Consider the following code:
x = numy.eye(2) d = x.diagonal() d[0] = 2
In 1.8, this code runs without errors and results in [2, 1] stored in
array d. In 1.9, this is an error. With the current plan, in 1.10 this will become valid again, but the result will be different: x[0,0] will be 2 while it is 1 in 1.8.
Further context:
In 1.7 and 1.8, the code above works as described, but also issues a visible-by-default warning:
np.__version__ '1.7.2' x = np.eye(2) x.diagonal()[0] = 2 __main__:1: FutureWarning: Numpy has detected that you (may be) writing to an array returned by numpy.diagonal or by selecting multiple fields in a record array. This code will likely break in the next numpy release -- see numpy.diagonal or arrays.indexing reference docs for details. The quick fix is to make an explicit copy (e.g., do arr.diagonal().copy() or arr[['f0','f1']].copy()).
1.7 was released in Feb. 2013, ~22 months ago. (I'm not implying this number is particularly large or small, it's just something that I find useful to calculate when thinking about things like this.)
The choice of "1.10" as the target for completing this change is more-or-less a strawman and we shouldn't feel bound by it. The schedule was originally written in between the 1.6 and 1.7 releases, when our release process was kinda broken and we had no idea what the future release schedule would look like (1.6 -> 1.7 ultimately ended up being a ~21 month gap). We've already adjusted the schedule for this deprecation once before (see issue #596: The original schedule called for the change to returning a ro-view to happen in 1.8, rather than 1.9 as it actually did). Now that our release frequency is higher, 1.11 might well be a more reasonable target than 1.10.

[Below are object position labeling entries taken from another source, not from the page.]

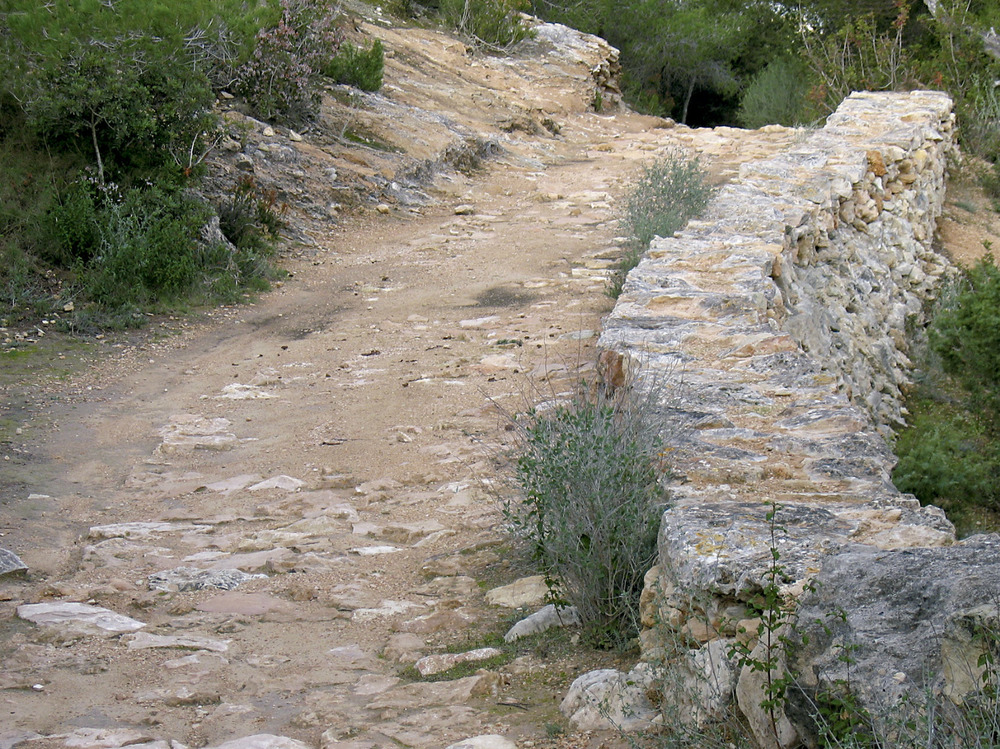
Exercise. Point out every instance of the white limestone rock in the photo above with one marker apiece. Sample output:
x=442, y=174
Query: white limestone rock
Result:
x=527, y=592
x=78, y=618
x=542, y=620
x=610, y=699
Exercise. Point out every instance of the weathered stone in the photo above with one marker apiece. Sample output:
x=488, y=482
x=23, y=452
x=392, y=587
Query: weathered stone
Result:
x=192, y=432
x=456, y=692
x=286, y=483
x=262, y=741
x=771, y=726
x=913, y=612
x=488, y=741
x=610, y=699
x=184, y=579
x=145, y=640
x=436, y=664
x=78, y=618
x=10, y=563
x=404, y=647
x=542, y=620
x=527, y=592
x=142, y=531
x=707, y=683
x=102, y=738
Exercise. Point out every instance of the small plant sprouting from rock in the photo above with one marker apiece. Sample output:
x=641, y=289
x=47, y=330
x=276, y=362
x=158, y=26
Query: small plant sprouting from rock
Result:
x=764, y=653
x=358, y=67
x=669, y=193
x=589, y=476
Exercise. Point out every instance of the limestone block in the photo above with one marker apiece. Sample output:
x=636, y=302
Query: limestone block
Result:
x=610, y=699
x=78, y=619
x=708, y=683
x=907, y=612
x=523, y=593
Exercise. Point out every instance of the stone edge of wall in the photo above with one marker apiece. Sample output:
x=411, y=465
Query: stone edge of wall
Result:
x=773, y=331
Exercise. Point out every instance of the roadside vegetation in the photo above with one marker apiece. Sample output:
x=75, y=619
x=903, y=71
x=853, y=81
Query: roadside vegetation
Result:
x=107, y=114
x=586, y=488
x=950, y=454
x=668, y=193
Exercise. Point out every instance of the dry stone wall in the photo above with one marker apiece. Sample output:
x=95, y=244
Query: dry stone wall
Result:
x=775, y=331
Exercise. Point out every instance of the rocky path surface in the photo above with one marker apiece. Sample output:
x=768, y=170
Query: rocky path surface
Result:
x=257, y=526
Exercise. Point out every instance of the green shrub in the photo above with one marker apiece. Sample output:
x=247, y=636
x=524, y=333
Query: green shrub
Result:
x=590, y=498
x=965, y=333
x=946, y=460
x=495, y=24
x=147, y=248
x=669, y=193
x=776, y=95
x=949, y=455
x=250, y=218
x=358, y=67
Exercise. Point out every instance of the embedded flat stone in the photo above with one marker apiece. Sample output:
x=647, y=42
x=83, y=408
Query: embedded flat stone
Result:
x=147, y=641
x=78, y=618
x=10, y=562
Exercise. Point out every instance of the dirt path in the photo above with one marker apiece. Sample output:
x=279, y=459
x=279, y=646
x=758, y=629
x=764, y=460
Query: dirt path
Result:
x=324, y=451
x=331, y=441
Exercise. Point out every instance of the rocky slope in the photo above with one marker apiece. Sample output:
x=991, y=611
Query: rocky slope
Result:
x=283, y=506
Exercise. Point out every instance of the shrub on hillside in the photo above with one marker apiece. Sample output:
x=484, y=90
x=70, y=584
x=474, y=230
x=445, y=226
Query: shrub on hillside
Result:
x=950, y=453
x=495, y=24
x=358, y=67
x=668, y=193
x=280, y=80
x=777, y=95
x=590, y=496
x=966, y=335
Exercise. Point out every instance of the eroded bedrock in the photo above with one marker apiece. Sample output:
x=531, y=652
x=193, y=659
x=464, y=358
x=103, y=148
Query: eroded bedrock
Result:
x=773, y=333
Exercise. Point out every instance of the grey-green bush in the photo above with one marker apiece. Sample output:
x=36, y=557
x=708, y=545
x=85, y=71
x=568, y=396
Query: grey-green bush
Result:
x=590, y=497
x=494, y=23
x=776, y=96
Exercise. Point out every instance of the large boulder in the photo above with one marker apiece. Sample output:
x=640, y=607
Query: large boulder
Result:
x=884, y=624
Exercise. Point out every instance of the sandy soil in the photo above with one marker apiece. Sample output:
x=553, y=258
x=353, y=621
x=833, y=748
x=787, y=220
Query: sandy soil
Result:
x=368, y=386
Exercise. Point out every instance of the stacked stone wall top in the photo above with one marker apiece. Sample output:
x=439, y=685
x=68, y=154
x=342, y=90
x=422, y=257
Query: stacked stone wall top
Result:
x=776, y=328
x=774, y=331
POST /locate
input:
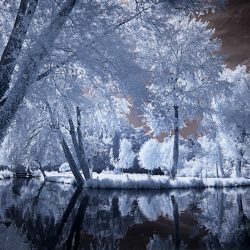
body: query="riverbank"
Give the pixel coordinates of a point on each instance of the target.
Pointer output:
(109, 180)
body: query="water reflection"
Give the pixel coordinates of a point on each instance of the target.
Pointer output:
(37, 215)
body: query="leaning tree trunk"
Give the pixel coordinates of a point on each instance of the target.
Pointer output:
(220, 162)
(176, 221)
(14, 45)
(72, 163)
(66, 150)
(238, 168)
(176, 143)
(30, 67)
(82, 156)
(78, 142)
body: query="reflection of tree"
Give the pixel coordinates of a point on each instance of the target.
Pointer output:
(76, 227)
(53, 218)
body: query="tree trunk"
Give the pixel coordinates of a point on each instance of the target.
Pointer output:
(41, 169)
(176, 222)
(30, 67)
(176, 143)
(238, 168)
(220, 162)
(13, 48)
(72, 163)
(82, 157)
(76, 227)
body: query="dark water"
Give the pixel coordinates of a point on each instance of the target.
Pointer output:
(35, 215)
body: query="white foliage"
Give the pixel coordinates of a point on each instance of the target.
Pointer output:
(126, 155)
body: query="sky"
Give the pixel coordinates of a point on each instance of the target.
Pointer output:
(232, 26)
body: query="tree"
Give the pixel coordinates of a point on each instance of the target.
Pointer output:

As for the overall question, this is really a bigger question about what strategy we should use in general to balance between conservatism (which is a Good Thing) and making improvements (which is also a Good Thing). The post you cite brings this up explicitly:
[3] http://khinsen.wordpress.com/2014/09/12/the-state-of-numpy/
I have huge respect for the problems and pain that Konrad describes in this blog post, but I really can't agree with the argument or the conclusions. His conclusion is that when it comes to compatibility breaks, slow-incremental-change is bad, and that we should instead prefer big all-at-once compatibility breaks like the Numeric->Numpy or Py2->Py3 transitions. But when describing his own experiences that he uses to motivate this, he says:
*"The two main dependencies of my code, NumPy and Python itself, did sometimes introduce incompatible changes (by design or as consequences of bug fixes) that required changes on my own code base, but they were surprisingly minor and never required more than about a day of work."*
i.e., slow-incremental-change has actually worked well in his experience. (And in particular, the np.diagonal issue only comes in as an example to illustrate what he means by the phrase "slow continuous change" -- this particular change hasn't actually broken anything in his code.) OTOH the big problem that motivated his post was that his code is all written against the APIs of the ancient and long-abandoned Numeric project, and he finds the costs of transitioning them to the "new" numpy APIs to be prohibitively expensive, i.e. this big-bang transition broke his code. (It did manage to limp on for some years b/c numpy used to contain some compatibility code to emulate the Numeric API, but this doesn't really change the basic situation: there were two implementations of the API he needed -- numpy.numeric and Numeric itself -- and both implementations still exist in the sense that you can download them, but neither is usable because no-one's willing to maintain them anymore.) Maybe I'm missing something, but his data seems to be pi radians off from his conclusion.